Ce dialogue porte sur le seul véritable nœud qui sépare le catholicisme de
l'orthodoxie, c’est-à-dire la primauté du pape.
Sa plus récente manifestation a eu lieu il y a quelques jours, à Vienne, où
la commission mixte internationale pour le dialogue théologique entre
l’Église catholique et l’Église orthodoxe dans son ensemble s’est réunie, du
20 au 27 septembre, justement pour discuter du rôle universel de l’évêque de
Rome au cours du premier millénaire de l’histoire chrétienne.
La délégation catholique était conduite par le nouveau président du conseil
pontifical pour l'unité des chrétiens, l'archevêque suisse Kurt Koch. Pour
les Églises d’orient, c’était le métropolite de Pergame, Joannis Zizioulas,
grand œcuméniste et théologien de confiance du patriarche de Constantinople
Bartholomée Ier, mais aussi ami de longue date de Joseph Ratzinger,
théologien et pape .
Les orthodoxes étaient représentés au complet, à la seule exception du
patriarcat de Bulgarie. L'archevêque métropolite de Chypre, Chrysostome II,
autre champion de l'œcuménisme que Benoît XVI a rencontré cette année lors
de son voyage dans cette île, était présent.

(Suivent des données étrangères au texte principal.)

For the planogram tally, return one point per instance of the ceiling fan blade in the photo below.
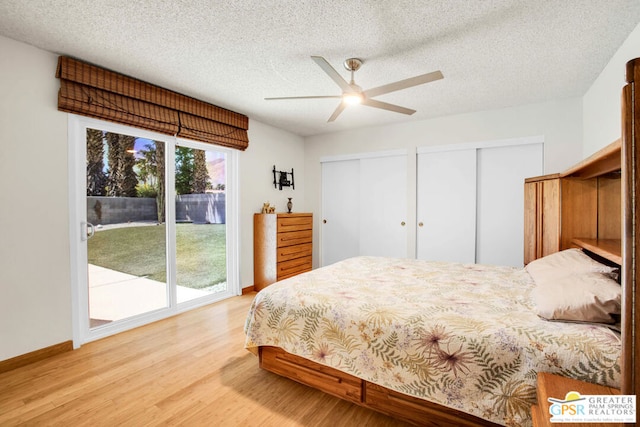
(327, 68)
(403, 84)
(337, 112)
(386, 106)
(303, 97)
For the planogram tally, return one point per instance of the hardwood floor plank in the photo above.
(191, 369)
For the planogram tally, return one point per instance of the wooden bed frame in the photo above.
(620, 160)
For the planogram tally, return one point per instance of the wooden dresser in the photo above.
(282, 246)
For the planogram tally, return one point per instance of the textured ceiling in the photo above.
(493, 53)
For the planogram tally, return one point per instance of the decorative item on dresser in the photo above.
(282, 246)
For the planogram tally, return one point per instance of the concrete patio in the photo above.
(114, 295)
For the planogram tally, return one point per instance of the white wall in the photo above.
(601, 103)
(268, 146)
(560, 122)
(35, 288)
(35, 306)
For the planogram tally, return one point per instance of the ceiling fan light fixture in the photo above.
(352, 98)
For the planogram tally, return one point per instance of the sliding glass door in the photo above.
(126, 233)
(153, 226)
(200, 222)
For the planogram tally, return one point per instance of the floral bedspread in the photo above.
(461, 335)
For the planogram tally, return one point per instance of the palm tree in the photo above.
(96, 178)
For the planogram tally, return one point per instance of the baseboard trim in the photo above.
(35, 356)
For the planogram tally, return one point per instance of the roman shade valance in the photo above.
(92, 91)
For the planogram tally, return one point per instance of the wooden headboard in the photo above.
(630, 237)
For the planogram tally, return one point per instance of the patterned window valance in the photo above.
(92, 91)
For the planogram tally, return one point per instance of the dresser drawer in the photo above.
(294, 266)
(294, 238)
(286, 253)
(294, 223)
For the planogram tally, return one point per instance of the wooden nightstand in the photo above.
(550, 385)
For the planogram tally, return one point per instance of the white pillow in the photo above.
(584, 297)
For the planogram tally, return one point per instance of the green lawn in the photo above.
(140, 251)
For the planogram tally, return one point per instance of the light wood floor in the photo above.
(191, 369)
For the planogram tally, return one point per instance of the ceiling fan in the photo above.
(353, 94)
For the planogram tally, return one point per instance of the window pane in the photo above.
(201, 249)
(125, 210)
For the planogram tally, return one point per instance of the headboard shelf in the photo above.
(599, 163)
(610, 249)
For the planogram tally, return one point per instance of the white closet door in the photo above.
(340, 210)
(501, 174)
(383, 206)
(446, 205)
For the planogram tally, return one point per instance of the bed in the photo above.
(466, 353)
(463, 336)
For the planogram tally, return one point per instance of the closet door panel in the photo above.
(383, 206)
(446, 205)
(500, 228)
(340, 210)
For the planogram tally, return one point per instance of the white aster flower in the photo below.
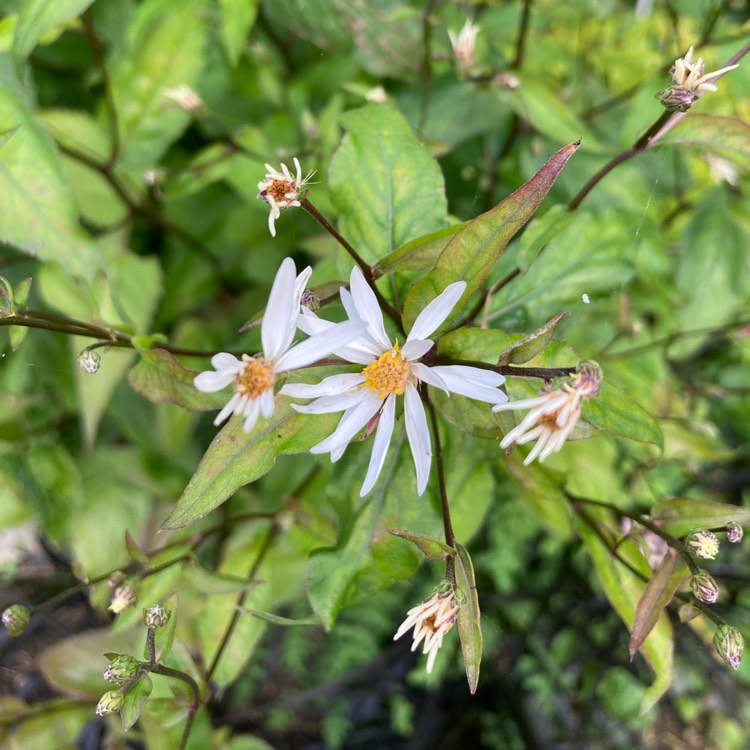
(184, 97)
(369, 397)
(553, 415)
(431, 620)
(254, 377)
(464, 45)
(281, 190)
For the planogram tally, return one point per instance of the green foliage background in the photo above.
(132, 214)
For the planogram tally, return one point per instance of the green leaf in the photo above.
(385, 183)
(678, 516)
(469, 628)
(617, 413)
(472, 253)
(135, 698)
(728, 137)
(529, 346)
(624, 589)
(161, 378)
(540, 231)
(236, 458)
(37, 17)
(164, 49)
(237, 17)
(39, 216)
(313, 620)
(420, 253)
(656, 596)
(434, 549)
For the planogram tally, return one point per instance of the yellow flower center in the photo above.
(279, 188)
(257, 377)
(388, 374)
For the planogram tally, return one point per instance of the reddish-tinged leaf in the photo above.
(474, 250)
(656, 596)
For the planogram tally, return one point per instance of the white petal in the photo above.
(280, 318)
(429, 376)
(266, 403)
(380, 444)
(224, 360)
(328, 404)
(419, 436)
(416, 348)
(368, 308)
(333, 385)
(320, 345)
(432, 317)
(458, 379)
(351, 423)
(210, 382)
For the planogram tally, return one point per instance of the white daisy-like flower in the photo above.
(553, 414)
(369, 397)
(281, 190)
(184, 97)
(464, 44)
(431, 620)
(254, 377)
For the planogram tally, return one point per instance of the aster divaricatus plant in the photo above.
(688, 82)
(553, 414)
(253, 378)
(431, 620)
(281, 190)
(370, 396)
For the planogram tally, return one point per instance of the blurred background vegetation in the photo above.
(129, 210)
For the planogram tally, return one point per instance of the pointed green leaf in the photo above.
(677, 516)
(135, 699)
(656, 596)
(529, 346)
(386, 184)
(37, 17)
(472, 253)
(162, 378)
(236, 458)
(313, 620)
(469, 628)
(434, 549)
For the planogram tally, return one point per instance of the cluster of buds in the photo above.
(16, 619)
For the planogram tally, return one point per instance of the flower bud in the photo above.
(16, 619)
(734, 532)
(122, 670)
(729, 644)
(89, 361)
(156, 616)
(126, 595)
(110, 702)
(703, 544)
(704, 588)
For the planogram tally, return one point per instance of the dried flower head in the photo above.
(431, 620)
(703, 543)
(553, 414)
(729, 644)
(689, 82)
(282, 190)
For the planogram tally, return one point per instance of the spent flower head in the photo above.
(729, 644)
(689, 81)
(368, 398)
(703, 544)
(431, 620)
(553, 414)
(282, 190)
(253, 378)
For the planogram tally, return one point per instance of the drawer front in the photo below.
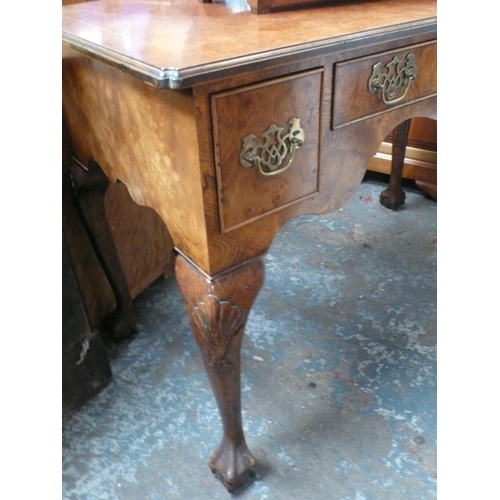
(372, 85)
(266, 142)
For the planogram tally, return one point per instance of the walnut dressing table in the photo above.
(229, 124)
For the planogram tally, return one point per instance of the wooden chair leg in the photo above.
(394, 196)
(218, 310)
(90, 185)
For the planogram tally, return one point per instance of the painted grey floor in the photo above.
(339, 374)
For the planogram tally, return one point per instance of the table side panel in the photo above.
(143, 136)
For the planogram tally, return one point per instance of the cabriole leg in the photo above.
(218, 310)
(394, 196)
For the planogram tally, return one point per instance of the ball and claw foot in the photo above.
(392, 199)
(233, 464)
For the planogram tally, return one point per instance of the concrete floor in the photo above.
(339, 374)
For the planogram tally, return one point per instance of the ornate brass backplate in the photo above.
(393, 84)
(269, 156)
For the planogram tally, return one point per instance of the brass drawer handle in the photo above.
(269, 156)
(395, 82)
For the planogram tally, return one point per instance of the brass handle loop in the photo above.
(395, 82)
(268, 157)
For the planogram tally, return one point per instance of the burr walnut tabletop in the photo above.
(229, 124)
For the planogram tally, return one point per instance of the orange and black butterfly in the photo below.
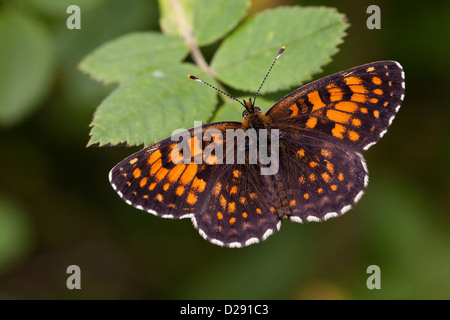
(323, 128)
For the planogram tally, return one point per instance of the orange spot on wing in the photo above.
(211, 159)
(337, 116)
(313, 164)
(294, 109)
(338, 131)
(137, 173)
(311, 123)
(199, 184)
(223, 201)
(326, 177)
(336, 94)
(196, 146)
(191, 198)
(189, 173)
(161, 174)
(376, 81)
(346, 106)
(326, 153)
(378, 92)
(356, 122)
(175, 173)
(358, 97)
(353, 81)
(143, 182)
(179, 191)
(154, 156)
(231, 207)
(155, 166)
(217, 189)
(330, 167)
(353, 135)
(316, 101)
(376, 114)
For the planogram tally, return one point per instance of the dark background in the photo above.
(58, 209)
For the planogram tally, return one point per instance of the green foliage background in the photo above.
(58, 209)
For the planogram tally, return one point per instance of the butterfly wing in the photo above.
(324, 127)
(224, 201)
(321, 180)
(352, 108)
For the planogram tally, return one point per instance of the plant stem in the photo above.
(186, 33)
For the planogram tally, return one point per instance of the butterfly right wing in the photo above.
(224, 199)
(352, 108)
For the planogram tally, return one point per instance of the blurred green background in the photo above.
(58, 209)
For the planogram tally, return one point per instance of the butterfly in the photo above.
(323, 129)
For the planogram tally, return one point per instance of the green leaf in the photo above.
(58, 8)
(210, 22)
(147, 108)
(25, 64)
(169, 21)
(125, 56)
(311, 36)
(232, 111)
(14, 234)
(205, 18)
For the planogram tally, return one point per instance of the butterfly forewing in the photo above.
(323, 129)
(352, 108)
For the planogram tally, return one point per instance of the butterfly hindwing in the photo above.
(323, 129)
(322, 180)
(224, 201)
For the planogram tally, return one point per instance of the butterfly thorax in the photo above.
(253, 117)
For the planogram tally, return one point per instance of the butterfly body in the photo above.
(321, 131)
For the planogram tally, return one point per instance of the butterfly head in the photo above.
(253, 117)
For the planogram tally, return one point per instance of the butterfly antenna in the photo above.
(190, 76)
(270, 69)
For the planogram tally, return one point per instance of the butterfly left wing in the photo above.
(352, 108)
(226, 202)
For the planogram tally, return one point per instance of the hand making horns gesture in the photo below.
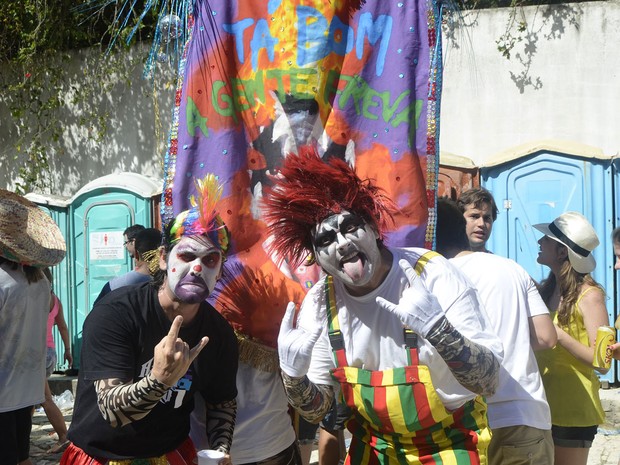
(173, 356)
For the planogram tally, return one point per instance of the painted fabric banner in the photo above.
(258, 79)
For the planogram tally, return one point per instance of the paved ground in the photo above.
(605, 450)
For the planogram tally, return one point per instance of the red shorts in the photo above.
(185, 454)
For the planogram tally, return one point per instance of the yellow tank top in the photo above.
(571, 386)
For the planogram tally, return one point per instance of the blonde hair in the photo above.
(570, 283)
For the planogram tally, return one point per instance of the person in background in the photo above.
(519, 414)
(480, 211)
(148, 349)
(577, 304)
(29, 241)
(146, 243)
(129, 237)
(53, 413)
(435, 333)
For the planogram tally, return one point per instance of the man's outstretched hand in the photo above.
(418, 309)
(173, 356)
(295, 345)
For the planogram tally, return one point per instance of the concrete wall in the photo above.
(137, 118)
(561, 82)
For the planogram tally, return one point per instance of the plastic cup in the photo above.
(210, 457)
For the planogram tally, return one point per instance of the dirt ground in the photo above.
(605, 450)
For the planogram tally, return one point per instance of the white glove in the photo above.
(418, 309)
(295, 345)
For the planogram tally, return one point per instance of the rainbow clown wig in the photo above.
(307, 190)
(202, 218)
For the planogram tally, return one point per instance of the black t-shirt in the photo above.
(119, 337)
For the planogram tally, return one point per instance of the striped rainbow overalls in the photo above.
(397, 417)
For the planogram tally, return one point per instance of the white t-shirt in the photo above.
(510, 298)
(373, 338)
(23, 334)
(263, 427)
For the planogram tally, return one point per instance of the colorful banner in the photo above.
(258, 79)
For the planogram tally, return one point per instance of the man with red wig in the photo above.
(399, 331)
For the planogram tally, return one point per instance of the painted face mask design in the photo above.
(346, 247)
(194, 266)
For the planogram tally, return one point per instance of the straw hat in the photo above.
(27, 234)
(574, 231)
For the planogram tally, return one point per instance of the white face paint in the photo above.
(345, 246)
(194, 266)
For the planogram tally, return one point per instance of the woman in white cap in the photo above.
(577, 304)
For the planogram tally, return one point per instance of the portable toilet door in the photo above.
(58, 208)
(100, 212)
(536, 183)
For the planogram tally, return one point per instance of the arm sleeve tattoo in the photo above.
(221, 424)
(312, 401)
(473, 365)
(121, 403)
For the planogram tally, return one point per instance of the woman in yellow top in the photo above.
(577, 304)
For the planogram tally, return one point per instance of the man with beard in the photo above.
(399, 330)
(148, 349)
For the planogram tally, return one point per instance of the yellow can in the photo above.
(605, 337)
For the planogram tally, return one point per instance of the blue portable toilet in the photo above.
(58, 208)
(99, 213)
(535, 183)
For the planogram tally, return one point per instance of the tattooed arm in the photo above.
(121, 403)
(221, 424)
(473, 365)
(312, 401)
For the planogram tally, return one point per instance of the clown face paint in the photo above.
(194, 266)
(345, 246)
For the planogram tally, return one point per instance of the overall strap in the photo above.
(335, 335)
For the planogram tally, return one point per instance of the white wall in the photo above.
(137, 129)
(561, 82)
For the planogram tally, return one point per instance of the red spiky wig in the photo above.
(307, 190)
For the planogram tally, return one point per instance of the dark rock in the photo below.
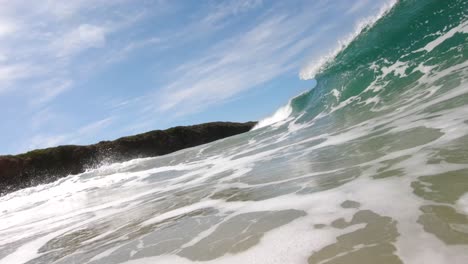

Le patriarcat de Moscou avait
envoyé à Vienne son représentant le plus en vue, le métropolite Hilarion de
Volokolamsk, qui a lui aussi rencontré récemment le pape, avec lequel il a
des liens de grande estime.
La présence du patriarcat de Moscou à Vienne était d’autant plus importante
qu’en 2007, à Ravenne, lors de l’accord sur le document servant de base à la
discussion relative au rôle universel de l’évêque de Rome, l’Église russe
n’était pas présente, en raison d’un désaccord qu’elle avait avec le
patriarcat de Constantinople.
Mais, par la suite, ce désaccord a été aplani et le document de Ravenne a
été également approuvé par le patriarcat de Moscou, qui avait d’ailleurs
participé à sa préparation.
Ce document dit que "primauté et conciliarité sont réciproquement
interdépendantes". Dans son paragraphe 41, il définit ainsi les points
d’accord et de désaccord :
"Les deux parties sont d’accord sur le fait que [...] Rome, en tant
qu’Église qui 'préside à la charité', selon l’expression de saint Ignace
d’Antioche, occupait la première place dans la 'taxis', et que l’évêque de
Rome est donc le 'protos' parmi les patriarches. Mais elles ne s’accordent
pas sur l’interprétation des témoignages historiques de cette époque à
propos des prérogatives de l’évêque de Rome en tant que 'protos', question
qui était déjà comprise de manières différentes au premier millénaire".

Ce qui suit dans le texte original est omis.